Evals Are Pre-Commit Hooks

You change a single word in your system prompt—swapping "concise" for "professional"—and suddenly your JSON output parser starts screaming because the model decided to wrap every response in a conversational "Certainly! Here is your data:" preamble. We've all been there. You spend forty minutes playing whack-a-mole with edge cases, only to realize that fixing one prompt broke three others you weren't even looking at.

Prompt engineering is still largely "vibes-based" development. We tweak, we refresh the UI, we say "looks good," and we ship. But if you wouldn't dream of pushing a Python update without running your test suite, why are you pushing LLM instructions that lack a safety net?

The "Vibes" Trap

In traditional software, we have pre-commit hooks. They catch your trailing whitespace, your missing semicolons, and your broken unit tests before the code ever touches a remote branch. In LLM development, our "code" is natural language, which is notoriously non-deterministic.

If you treat your evaluation suite as a "sometime" task—something you run manually once a week—you’ve already lost. Evals shouldn't be a post-mortem; they need to be the gatekeeper.

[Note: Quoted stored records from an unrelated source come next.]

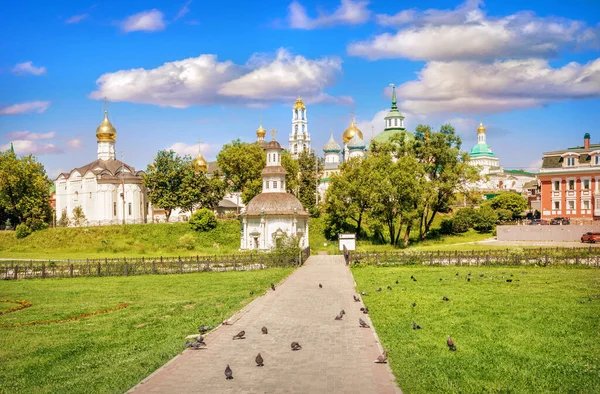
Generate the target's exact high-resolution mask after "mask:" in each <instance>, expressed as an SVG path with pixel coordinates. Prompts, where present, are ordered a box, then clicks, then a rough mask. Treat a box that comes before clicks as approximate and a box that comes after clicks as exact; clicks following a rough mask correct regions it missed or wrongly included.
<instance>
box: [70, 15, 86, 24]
mask: <svg viewBox="0 0 600 394" xmlns="http://www.w3.org/2000/svg"><path fill="white" fill-rule="evenodd" d="M89 16H90V15H89V14H79V15H73V16H72V17H70V18H69V19H67V20H66V21H65V23H67V24H73V23H79V22H81V21H82V20H84V19H85V18H87V17H89Z"/></svg>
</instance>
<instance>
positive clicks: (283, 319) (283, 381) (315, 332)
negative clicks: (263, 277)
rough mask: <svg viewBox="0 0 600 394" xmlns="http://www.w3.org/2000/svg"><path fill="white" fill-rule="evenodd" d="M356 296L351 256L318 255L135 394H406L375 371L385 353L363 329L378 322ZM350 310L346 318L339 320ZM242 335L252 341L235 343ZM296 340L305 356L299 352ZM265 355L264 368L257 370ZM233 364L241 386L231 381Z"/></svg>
mask: <svg viewBox="0 0 600 394" xmlns="http://www.w3.org/2000/svg"><path fill="white" fill-rule="evenodd" d="M319 283H322V284H323V288H322V289H320V288H319ZM353 294H356V293H355V289H354V278H353V277H352V274H351V272H350V270H349V268H348V267H347V266H346V265H345V263H344V259H343V257H341V256H322V255H319V256H311V257H310V258H309V259H308V261H307V262H306V263H305V264H304V266H302V267H300V268H298V269H297V270H296V271H295V272H294V273H292V275H290V276H289V277H288V278H287V279H286V280H285V281H284V282H283V283H282V284H280V285H279V286H277V287H276V290H275V291H271V290H269V291H268V293H267V294H266V295H265V296H262V297H259V298H257V299H256V300H254V301H253V302H252V303H250V304H249V305H247V306H246V307H245V308H244V309H243V310H242V311H240V312H239V313H238V314H237V315H236V316H233V317H232V318H231V319H230V320H231V322H232V324H231V325H227V326H225V325H223V326H220V327H218V328H217V329H216V330H215V331H213V332H211V333H210V334H209V335H207V336H205V340H206V343H207V347H206V348H205V349H201V350H191V349H187V350H184V351H183V352H182V353H181V354H180V355H178V356H177V357H175V358H174V359H173V360H171V361H170V362H169V363H168V364H166V365H165V366H163V367H162V368H160V369H159V370H157V371H156V372H154V373H153V374H152V375H150V376H149V377H148V378H146V379H144V380H143V381H142V382H141V383H140V384H138V385H137V386H135V387H133V388H132V389H131V390H130V392H135V393H136V394H137V393H402V391H401V390H400V389H399V388H398V386H397V384H396V382H395V380H394V377H393V375H392V374H391V371H390V368H389V366H388V365H386V364H383V365H379V364H373V360H375V359H376V358H377V356H378V355H379V354H380V353H381V346H380V345H379V343H378V342H377V339H376V336H375V335H374V332H373V331H372V330H371V329H364V328H360V327H359V325H358V318H359V317H362V318H363V319H364V320H366V321H367V323H369V324H370V319H365V315H363V314H362V312H360V310H359V308H360V307H361V306H363V305H362V302H354V300H353V299H352V295H353ZM342 309H344V310H345V311H346V315H345V316H344V318H343V319H342V320H334V317H335V316H336V315H337V314H338V313H339V312H340V310H342ZM262 326H267V328H268V329H269V333H268V334H267V335H264V334H262V333H261V328H262ZM241 330H245V331H246V339H243V340H232V339H231V338H232V336H233V335H235V334H237V333H238V332H239V331H241ZM292 341H296V342H299V343H300V344H301V345H302V350H299V351H292V350H291V347H290V343H291V342H292ZM258 352H260V353H261V355H262V356H263V358H264V360H265V361H264V362H265V366H264V367H256V363H255V362H254V358H255V357H256V355H257V354H258ZM227 364H229V365H230V366H231V369H232V370H233V377H234V379H233V380H226V379H225V374H224V371H225V366H226V365H227Z"/></svg>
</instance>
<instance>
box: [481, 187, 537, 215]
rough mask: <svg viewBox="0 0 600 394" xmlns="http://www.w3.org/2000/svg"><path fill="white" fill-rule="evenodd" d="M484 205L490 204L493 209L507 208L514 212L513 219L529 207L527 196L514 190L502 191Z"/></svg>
mask: <svg viewBox="0 0 600 394" xmlns="http://www.w3.org/2000/svg"><path fill="white" fill-rule="evenodd" d="M483 205H489V206H491V207H492V208H493V209H507V210H509V211H511V212H512V219H518V218H519V217H521V214H522V213H523V212H524V211H526V210H527V207H528V205H527V200H526V199H525V197H523V196H521V195H520V194H517V193H513V192H506V193H501V194H500V195H498V196H496V197H494V198H492V199H491V200H488V201H486V202H485V203H484V204H483ZM509 220H510V219H509Z"/></svg>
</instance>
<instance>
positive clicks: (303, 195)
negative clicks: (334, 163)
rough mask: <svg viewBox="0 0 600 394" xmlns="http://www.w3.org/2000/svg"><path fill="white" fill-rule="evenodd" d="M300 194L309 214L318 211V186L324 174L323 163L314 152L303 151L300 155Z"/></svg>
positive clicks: (314, 152)
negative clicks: (317, 208)
mask: <svg viewBox="0 0 600 394" xmlns="http://www.w3.org/2000/svg"><path fill="white" fill-rule="evenodd" d="M298 166H299V172H298V194H297V197H298V199H299V200H300V202H301V203H302V205H303V206H304V209H306V210H307V211H308V212H310V213H312V214H315V213H316V210H317V206H316V204H317V201H316V200H317V186H318V182H319V180H320V179H321V174H322V173H323V161H322V159H320V158H319V157H318V156H317V155H316V154H315V152H314V151H308V150H303V151H302V152H300V154H299V155H298Z"/></svg>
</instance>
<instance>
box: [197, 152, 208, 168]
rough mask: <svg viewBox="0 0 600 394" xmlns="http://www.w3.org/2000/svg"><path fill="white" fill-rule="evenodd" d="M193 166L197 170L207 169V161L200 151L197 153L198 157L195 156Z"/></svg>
mask: <svg viewBox="0 0 600 394" xmlns="http://www.w3.org/2000/svg"><path fill="white" fill-rule="evenodd" d="M194 167H195V168H196V170H198V171H204V172H206V171H208V162H207V161H206V159H205V158H204V157H203V156H202V154H201V153H198V157H197V158H196V161H195V163H194Z"/></svg>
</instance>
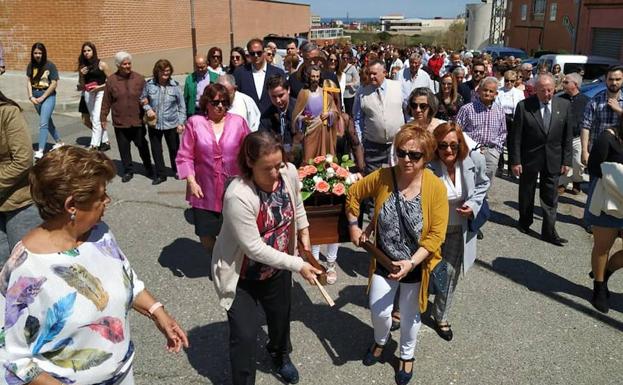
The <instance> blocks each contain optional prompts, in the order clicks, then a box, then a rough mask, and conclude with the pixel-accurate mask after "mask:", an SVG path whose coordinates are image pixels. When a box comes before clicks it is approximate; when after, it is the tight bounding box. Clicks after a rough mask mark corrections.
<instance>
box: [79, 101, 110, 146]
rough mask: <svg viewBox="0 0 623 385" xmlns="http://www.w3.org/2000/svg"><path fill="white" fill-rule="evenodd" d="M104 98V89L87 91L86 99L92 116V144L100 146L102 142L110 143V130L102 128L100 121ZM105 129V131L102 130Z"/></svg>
mask: <svg viewBox="0 0 623 385" xmlns="http://www.w3.org/2000/svg"><path fill="white" fill-rule="evenodd" d="M102 100H104V91H103V90H102V91H97V92H96V93H93V92H85V93H84V101H85V102H86V103H87V108H88V109H89V115H90V117H91V126H92V130H93V131H92V132H91V146H94V147H99V145H100V144H102V142H103V143H108V131H107V130H102V122H101V121H100V111H101V110H102ZM102 131H103V132H102Z"/></svg>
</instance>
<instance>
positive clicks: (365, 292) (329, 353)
mask: <svg viewBox="0 0 623 385" xmlns="http://www.w3.org/2000/svg"><path fill="white" fill-rule="evenodd" d="M304 285H305V287H302V286H301V285H300V284H299V283H298V282H295V283H294V287H293V289H292V320H293V321H300V322H302V323H303V324H304V325H305V326H306V327H307V328H309V330H311V331H312V332H313V333H314V335H315V336H316V338H318V340H319V341H320V343H321V345H322V347H323V348H324V349H325V351H326V354H327V355H328V356H329V357H330V358H331V361H332V362H333V364H334V365H336V366H341V365H344V364H346V363H348V362H349V361H360V360H361V359H362V358H363V356H364V354H365V352H366V349H367V348H368V347H369V346H370V345H372V342H373V340H374V338H373V331H372V327H371V326H370V325H368V324H367V323H365V322H363V321H362V320H360V319H359V318H357V317H356V316H354V315H352V314H349V313H348V312H346V311H342V310H341V308H342V307H343V306H344V305H346V304H350V303H355V304H361V303H362V302H363V303H367V295H366V291H365V290H366V287H365V286H347V287H345V288H344V289H342V290H341V291H340V294H339V297H338V298H337V299H335V302H336V305H335V307H333V308H331V307H329V306H328V305H326V304H325V303H324V301H323V302H322V303H321V304H314V303H312V302H311V300H310V297H312V298H315V299H318V298H321V294H320V292H319V291H318V289H317V288H316V287H314V286H311V285H309V284H307V283H305V284H304ZM354 336H356V338H355V337H354ZM293 348H294V349H296V346H294V347H293Z"/></svg>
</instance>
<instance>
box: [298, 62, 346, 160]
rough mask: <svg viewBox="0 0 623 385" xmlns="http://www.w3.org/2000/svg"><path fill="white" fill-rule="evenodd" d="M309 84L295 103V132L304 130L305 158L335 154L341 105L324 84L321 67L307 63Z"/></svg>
mask: <svg viewBox="0 0 623 385" xmlns="http://www.w3.org/2000/svg"><path fill="white" fill-rule="evenodd" d="M304 80H305V88H303V89H302V90H301V92H299V96H298V98H297V99H296V106H294V112H293V115H292V116H293V119H292V133H293V135H294V133H296V132H298V131H303V132H304V133H305V139H304V140H303V154H304V155H303V161H304V162H305V161H307V160H308V159H311V158H314V157H316V156H320V155H325V154H335V143H336V140H337V129H336V128H337V127H336V125H335V124H334V123H335V120H336V118H337V108H336V107H335V103H334V102H333V98H332V97H331V96H330V95H325V92H323V88H322V87H320V67H318V66H316V65H308V66H305V76H304Z"/></svg>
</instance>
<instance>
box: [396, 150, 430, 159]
mask: <svg viewBox="0 0 623 385" xmlns="http://www.w3.org/2000/svg"><path fill="white" fill-rule="evenodd" d="M407 155H408V156H409V159H411V160H413V161H416V162H419V161H420V159H422V158H423V157H424V153H422V152H419V151H405V150H403V149H401V148H397V149H396V156H397V157H399V158H400V159H404V158H406V157H407Z"/></svg>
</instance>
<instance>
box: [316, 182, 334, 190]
mask: <svg viewBox="0 0 623 385" xmlns="http://www.w3.org/2000/svg"><path fill="white" fill-rule="evenodd" d="M330 188H331V186H330V185H329V183H327V182H326V181H324V180H322V179H321V180H319V181H318V182H316V191H318V192H328V191H329V189H330Z"/></svg>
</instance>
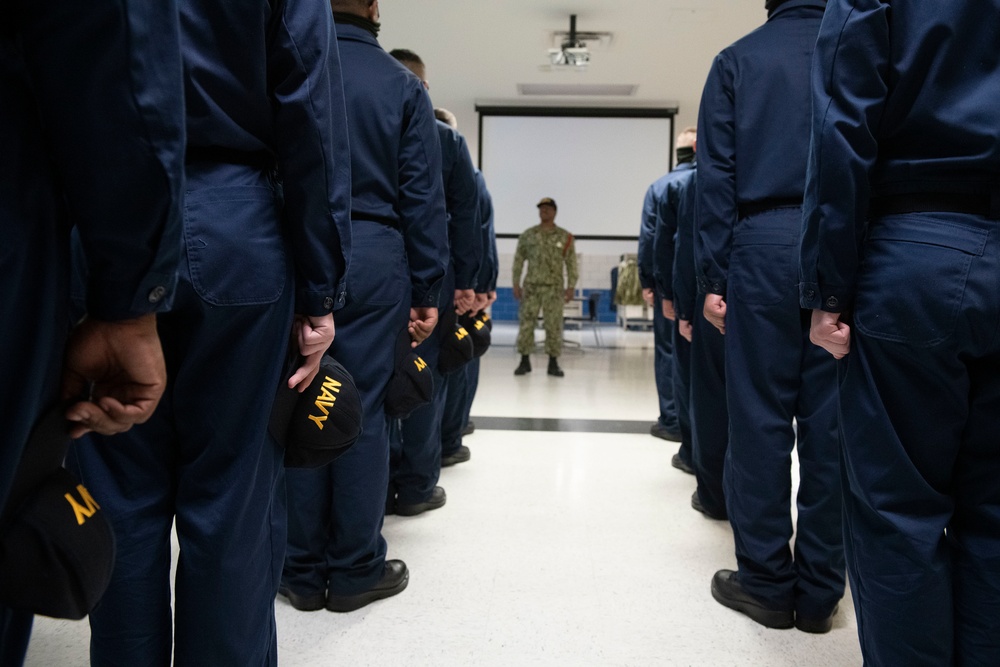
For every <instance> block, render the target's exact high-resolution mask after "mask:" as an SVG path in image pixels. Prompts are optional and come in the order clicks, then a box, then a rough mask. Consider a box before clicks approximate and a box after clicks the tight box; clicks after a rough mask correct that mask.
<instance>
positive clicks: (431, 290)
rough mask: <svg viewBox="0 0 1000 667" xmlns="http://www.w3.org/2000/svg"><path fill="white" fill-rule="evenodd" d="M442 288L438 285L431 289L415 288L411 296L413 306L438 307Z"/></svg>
mask: <svg viewBox="0 0 1000 667" xmlns="http://www.w3.org/2000/svg"><path fill="white" fill-rule="evenodd" d="M440 298H441V290H440V288H438V287H434V288H431V289H429V290H421V291H418V290H413V292H412V293H411V296H410V307H411V308H437V306H438V299H440Z"/></svg>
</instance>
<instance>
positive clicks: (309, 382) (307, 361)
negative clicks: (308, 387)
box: [288, 348, 326, 394]
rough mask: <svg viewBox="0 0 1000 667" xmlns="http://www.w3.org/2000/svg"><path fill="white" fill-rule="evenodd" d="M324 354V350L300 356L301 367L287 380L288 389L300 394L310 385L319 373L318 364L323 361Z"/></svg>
mask: <svg viewBox="0 0 1000 667" xmlns="http://www.w3.org/2000/svg"><path fill="white" fill-rule="evenodd" d="M324 352H326V348H323V349H322V350H320V351H319V352H314V353H313V354H311V355H308V356H306V355H302V357H303V359H302V365H301V366H299V367H298V368H297V369H295V372H294V373H292V377H290V378H288V387H289V389H294V390H296V391H297V392H299V393H300V394H301V393H302V392H304V391H305V390H306V389H307V388H308V387H309V385H310V384H312V381H313V380H314V379H315V378H316V375H317V374H318V373H319V364H320V361H321V360H322V359H323V353H324Z"/></svg>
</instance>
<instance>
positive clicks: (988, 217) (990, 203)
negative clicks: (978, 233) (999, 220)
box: [986, 183, 1000, 220]
mask: <svg viewBox="0 0 1000 667" xmlns="http://www.w3.org/2000/svg"><path fill="white" fill-rule="evenodd" d="M986 217H988V218H989V219H990V220H1000V183H995V184H994V185H993V187H992V188H990V210H989V214H988V215H987V216H986Z"/></svg>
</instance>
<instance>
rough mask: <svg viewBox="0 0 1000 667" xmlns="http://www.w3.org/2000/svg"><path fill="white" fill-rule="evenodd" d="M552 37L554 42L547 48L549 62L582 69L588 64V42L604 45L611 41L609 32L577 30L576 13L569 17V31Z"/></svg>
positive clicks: (601, 45)
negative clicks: (550, 45) (552, 44)
mask: <svg viewBox="0 0 1000 667" xmlns="http://www.w3.org/2000/svg"><path fill="white" fill-rule="evenodd" d="M553 37H554V39H555V40H556V44H555V45H554V47H553V48H551V49H549V63H550V64H551V65H552V67H568V68H572V69H584V68H586V67H587V65H589V64H590V48H589V46H590V44H594V43H596V44H600V45H601V46H606V45H607V44H609V43H610V42H611V33H610V32H578V31H577V29H576V14H573V15H571V16H570V17H569V32H568V33H567V32H557V33H555V34H554V35H553Z"/></svg>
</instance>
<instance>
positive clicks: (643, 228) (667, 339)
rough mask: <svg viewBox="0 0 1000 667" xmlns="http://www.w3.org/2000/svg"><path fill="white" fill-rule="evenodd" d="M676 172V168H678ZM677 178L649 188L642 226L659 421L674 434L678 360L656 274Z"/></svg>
mask: <svg viewBox="0 0 1000 667" xmlns="http://www.w3.org/2000/svg"><path fill="white" fill-rule="evenodd" d="M675 171H676V170H675ZM674 178H676V174H675V173H674V172H673V171H672V172H670V173H668V174H665V175H663V176H661V177H660V178H658V179H656V180H655V181H654V182H653V183H652V184H651V185H650V186H649V187H648V188H647V189H646V196H645V198H644V199H643V202H642V222H641V224H640V226H639V253H638V254H639V283H640V284H641V285H642V288H643V289H651V290H653V292H654V296H653V344H654V350H653V373H654V375H655V379H656V394H657V396H658V397H659V404H660V414H659V416H658V417H657V418H656V422H657V424H658V425H659V426H661V427H662V428H665V429H667V430H668V431H670V432H671V433H679V432H680V425H679V424H678V421H677V419H678V417H677V406H676V405H675V404H674V360H673V353H674V349H673V336H672V335H671V325H672V323H671V322H670V320H668V319H667V318H665V317H664V316H663V308H662V307H661V305H660V304H661V302H662V300H663V299H664V298H665V297H664V296H663V295H662V294H659V293H657V290H656V287H657V285H656V278H655V276H654V267H653V255H654V254H655V253H654V248H653V246H654V243H653V239H654V235H655V234H656V215H657V209H658V208H659V206H660V202H661V201H662V200H663V197H664V195H665V192H666V189H667V185H668V184H669V183H670V181H671V180H673V179H674ZM679 453H680V454H681V458H682V459H684V462H685V463H690V462H691V443H690V440H689V441H688V442H687V447H685V446H684V443H683V442H682V444H681V450H680V452H679Z"/></svg>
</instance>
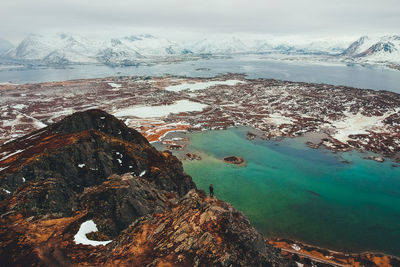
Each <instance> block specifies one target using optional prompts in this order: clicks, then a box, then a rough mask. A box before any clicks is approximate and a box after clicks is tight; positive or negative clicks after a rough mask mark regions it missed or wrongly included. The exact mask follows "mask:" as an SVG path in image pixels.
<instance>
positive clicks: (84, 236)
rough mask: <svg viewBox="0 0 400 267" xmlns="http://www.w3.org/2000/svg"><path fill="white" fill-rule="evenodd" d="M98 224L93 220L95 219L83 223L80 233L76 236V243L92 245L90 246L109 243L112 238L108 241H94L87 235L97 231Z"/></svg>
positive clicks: (74, 241) (79, 232) (75, 240)
mask: <svg viewBox="0 0 400 267" xmlns="http://www.w3.org/2000/svg"><path fill="white" fill-rule="evenodd" d="M97 231H98V230H97V226H96V224H95V223H94V222H93V220H89V221H86V222H84V223H82V224H81V227H80V228H79V231H78V233H76V235H75V236H74V242H75V244H82V245H90V246H99V245H103V246H105V245H107V244H108V243H110V242H112V240H108V241H94V240H90V239H88V238H87V237H86V234H89V233H92V232H97Z"/></svg>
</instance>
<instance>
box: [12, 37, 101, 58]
mask: <svg viewBox="0 0 400 267" xmlns="http://www.w3.org/2000/svg"><path fill="white" fill-rule="evenodd" d="M94 47H95V43H94V42H92V41H90V40H88V39H86V38H83V37H81V36H72V35H66V34H57V35H54V36H43V35H39V34H30V35H29V36H28V37H26V38H25V39H24V40H23V41H22V42H21V43H20V44H19V45H18V46H17V47H16V48H15V49H14V50H12V51H10V52H9V53H7V55H8V56H10V57H12V58H15V59H23V60H48V61H50V62H52V61H54V60H57V59H63V60H62V61H65V60H66V61H68V62H95V57H94V56H95V54H94V53H93V48H94ZM54 63H56V62H54Z"/></svg>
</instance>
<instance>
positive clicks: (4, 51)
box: [0, 38, 14, 54]
mask: <svg viewBox="0 0 400 267" xmlns="http://www.w3.org/2000/svg"><path fill="white" fill-rule="evenodd" d="M13 48H14V45H13V44H12V43H10V42H9V41H7V40H5V39H2V38H0V54H2V53H4V52H7V51H8V50H10V49H13Z"/></svg>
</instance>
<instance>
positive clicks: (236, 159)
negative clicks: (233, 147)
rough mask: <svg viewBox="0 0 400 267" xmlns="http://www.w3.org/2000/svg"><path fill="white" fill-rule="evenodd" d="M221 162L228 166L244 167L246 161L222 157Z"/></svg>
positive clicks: (233, 156)
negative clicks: (221, 160) (222, 157)
mask: <svg viewBox="0 0 400 267" xmlns="http://www.w3.org/2000/svg"><path fill="white" fill-rule="evenodd" d="M223 161H224V162H226V163H229V164H234V165H238V166H245V165H246V161H245V160H244V159H243V158H241V157H236V156H228V157H224V158H223Z"/></svg>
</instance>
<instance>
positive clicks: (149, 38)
mask: <svg viewBox="0 0 400 267" xmlns="http://www.w3.org/2000/svg"><path fill="white" fill-rule="evenodd" d="M189 53H192V52H191V51H189V50H187V49H185V48H184V47H182V46H181V45H179V44H177V43H175V42H172V41H169V40H167V39H162V38H157V37H154V36H152V35H144V34H143V35H136V36H135V35H132V36H128V37H123V38H112V39H109V40H105V41H91V40H89V39H86V38H84V37H81V36H78V35H67V34H56V35H51V36H48V35H46V36H44V35H39V34H30V35H29V36H28V37H26V38H25V39H24V40H23V41H22V42H21V43H20V44H19V45H18V47H16V48H15V49H13V50H11V51H9V52H8V53H7V56H8V57H10V58H14V59H19V60H36V61H40V62H43V63H46V64H51V65H54V64H61V65H65V64H71V63H99V62H100V63H103V64H106V65H124V66H127V65H129V66H130V65H136V64H138V63H139V62H140V61H141V60H144V59H146V58H148V57H153V56H157V57H160V56H161V57H167V56H170V55H185V54H189ZM147 61H148V60H147Z"/></svg>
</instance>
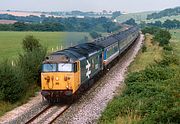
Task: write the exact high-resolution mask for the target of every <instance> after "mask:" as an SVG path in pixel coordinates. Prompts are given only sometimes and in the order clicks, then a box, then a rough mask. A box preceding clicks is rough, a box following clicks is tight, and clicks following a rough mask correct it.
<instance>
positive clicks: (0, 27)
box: [0, 17, 120, 32]
mask: <svg viewBox="0 0 180 124" xmlns="http://www.w3.org/2000/svg"><path fill="white" fill-rule="evenodd" d="M18 18H19V19H18ZM38 18H39V19H37V20H36V19H35V20H34V19H32V18H29V17H24V18H21V17H16V18H15V20H17V21H18V22H16V23H14V24H6V25H5V24H0V31H69V32H72V31H74V32H90V31H94V30H95V31H98V32H113V31H116V30H119V28H120V26H119V25H118V24H116V23H114V22H112V21H111V20H110V19H108V18H106V17H100V18H75V17H69V18H55V17H45V18H44V17H41V18H42V19H41V18H40V17H38ZM31 20H34V23H32V21H31ZM28 21H29V23H27V22H28ZM40 22H41V23H40Z"/></svg>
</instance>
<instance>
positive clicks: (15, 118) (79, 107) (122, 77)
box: [0, 35, 144, 124]
mask: <svg viewBox="0 0 180 124" xmlns="http://www.w3.org/2000/svg"><path fill="white" fill-rule="evenodd" d="M143 39H144V36H143V35H141V38H140V40H138V42H136V43H135V44H134V46H133V47H132V48H131V49H130V50H129V51H128V52H127V53H126V54H125V55H124V56H123V57H122V58H121V59H120V61H119V62H118V63H117V64H116V65H115V66H114V67H113V68H111V69H110V70H109V72H108V73H106V75H104V76H103V78H101V79H100V80H99V81H97V82H96V83H95V85H93V87H92V88H91V89H90V90H88V91H87V92H86V93H84V94H83V95H82V97H81V98H80V99H79V100H77V101H76V102H75V103H74V104H73V105H72V106H71V107H70V108H69V109H68V110H67V111H66V112H65V113H64V114H63V116H61V117H60V118H58V119H57V121H56V122H55V123H66V124H67V123H69V124H91V123H92V124H94V123H97V120H98V118H99V117H100V116H101V112H102V111H103V110H104V109H105V107H106V106H107V103H108V102H109V101H110V100H111V99H112V98H113V97H114V95H115V94H116V93H117V89H119V88H122V87H123V80H124V75H125V72H126V70H127V67H128V66H129V65H130V63H131V62H132V61H133V59H134V58H135V56H136V54H137V53H138V51H139V49H140V47H141V44H142V41H143ZM47 106H48V103H47V102H46V101H42V98H41V95H40V93H39V94H38V95H37V96H36V97H34V98H32V99H31V100H30V101H29V102H28V103H26V104H24V105H22V106H20V107H17V108H15V109H14V110H12V111H10V112H7V113H6V114H5V115H4V116H2V117H0V124H15V123H17V124H23V123H25V122H26V121H27V120H29V119H30V118H32V117H33V116H34V115H36V114H37V113H39V112H40V111H42V110H43V109H44V108H46V107H47Z"/></svg>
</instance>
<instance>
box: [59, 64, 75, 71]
mask: <svg viewBox="0 0 180 124" xmlns="http://www.w3.org/2000/svg"><path fill="white" fill-rule="evenodd" d="M73 66H74V64H71V63H59V64H58V71H60V72H72V71H74V67H73Z"/></svg>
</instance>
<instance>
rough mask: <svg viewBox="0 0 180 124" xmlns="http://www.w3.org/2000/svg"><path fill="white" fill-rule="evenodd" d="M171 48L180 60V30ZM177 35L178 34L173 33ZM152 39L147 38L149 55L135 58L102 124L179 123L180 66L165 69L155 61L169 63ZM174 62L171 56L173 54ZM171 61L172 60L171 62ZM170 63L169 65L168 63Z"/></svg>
mask: <svg viewBox="0 0 180 124" xmlns="http://www.w3.org/2000/svg"><path fill="white" fill-rule="evenodd" d="M170 32H171V34H172V39H171V43H170V44H171V46H172V47H173V50H174V54H176V55H178V56H179V57H176V58H177V60H178V59H179V58H180V30H171V31H170ZM174 32H176V33H174ZM150 39H152V37H151V36H150V35H147V38H146V41H145V45H146V47H147V51H146V52H144V53H142V52H140V53H139V55H138V56H137V57H136V59H135V61H134V62H133V63H132V64H131V66H130V67H129V69H128V72H129V73H130V75H128V76H127V77H126V80H125V84H126V86H125V87H124V88H123V89H124V90H123V92H120V93H119V95H117V96H116V97H115V98H114V99H113V100H112V101H111V102H110V103H109V104H108V106H107V108H106V109H105V111H104V112H103V113H102V116H101V118H100V120H99V124H101V123H102V124H109V123H112V124H136V123H147V124H151V123H178V122H180V116H179V115H180V111H179V110H180V107H179V104H180V100H179V96H180V92H179V88H180V66H179V65H178V64H177V65H176V64H173V61H172V62H171V63H170V65H165V66H162V65H161V64H160V65H157V64H155V65H154V66H153V67H152V68H150V67H149V68H145V67H147V66H148V65H149V64H154V63H155V62H154V60H162V59H163V60H165V61H166V60H168V59H167V58H165V59H164V57H163V56H162V55H163V54H164V52H163V50H162V48H160V47H158V46H157V45H154V46H153V44H151V40H150ZM170 56H171V57H172V59H173V60H174V58H173V56H172V53H171V54H170ZM169 61H171V60H169ZM166 62H167V61H166Z"/></svg>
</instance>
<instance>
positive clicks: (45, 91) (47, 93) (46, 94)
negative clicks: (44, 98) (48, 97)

Making Evals Local and Fast

An eval doesn't have to be a massive, expensive 1,000-row benchmark. For a pre-commit hook, you want a "Smoke Test" suite—the 5 to 10 most brittle edge cases that usually break your app.

Here is a dead-simple way to structure a local eval using pytest and a basic assertion. We aren't doing anything fancy here; we're just checking if our "concise" prompt actually stays concise.

import pytest
from my_app.llm_chain import generate_response

# A small set of inputs that have historically caused "hallucinations" or formatting issues
TEST_CASES = [
    ("What is the status of order #123?", "Order #123 is currently processing."),
    ("Tell me a joke about robots.", "Why did the robot go on vacation? To recharge its batteries."),
    ("Export this user data: {id: 1}", '{"id": 1}')
]

@pytest.mark.parametrize("user_input, expected_subset", TEST_CASES)
def test_prompt_consistency(user_input, expected_subset):
    response = generate_response(user_input)
    
    # Check for the "Vibe": Is the response short?
    assert len(response.split()) < 50, "Response is way too wordy!"
    
    # Check for the "Content": Does it contain what we need?
    assert expected_subset.lower() in response.lower(), f"Response missed critical info: {expected_subset}"

    # Check for the "Format": Is it clean JSON when requested?
    if "{" in expected_subset:
        assert response.startswith("{") and response.endswith("}"), "Output is not valid JSON"

Wiring it into the Git Loop

Running pytest manually is better than nothing, but we’re humans; we’re lazy and we forget things. We need the machine to enforce the rules. If you’re using pre-commit, you can add a local script to your .pre-commit-config.yaml.

The trick here is to only run these tests when your prompt files or LLM logic change. You don't want to spend $2.00 in API credits every time you fix a typo in your README.

- repo: local
  hooks:
    - id: llm-evals
      name: Run LLM Smoke Tests
      entry: pytest tests/llm_smoke_tests.py
      language: python
      files: ^prompts/|^src/llm_logic/  # Only run if prompts change
      pass_filenames: false

The "LLM-as-a-Judge" Gotcha

Sometimes simple string matching isn't enough. You might need a "Judge" LLM to grade your "Worker" LLM. This is where things get meta—and a bit slower.

I usually recommend avoiding LLM-as-a-judge in a strictly *local* pre-commit hook because it adds 5–10 seconds of latency. However, if your prompt is highly subjective (e.g., "Make sure the tone is empathetic"), a quick call to gpt-4o-mini to provide a "Pass/Fail" is worth the wait.

Pro-tip: Use a cheaper, faster model for your judge than you use for your production output. If mini thinks your GPT-4o output is garbage, it probably is.

Why This Matters

When you treat evals as pre-commit hooks, the psychological shift is massive. You stop being afraid of the "System Prompt" file. You can experiment with different phrasing or new model versions (looking at you, o1-preview) with the confidence that you aren't silently breaking the user experience.

If the hook fails, the commit fails. You fix the prompt, you verify the output, and *then* you push. No more "Fixing prompt again" commit messages. No more "Oops, the LLM started apologizing" bug reports.

Stop shipping vibes. Start shipping verified outputs.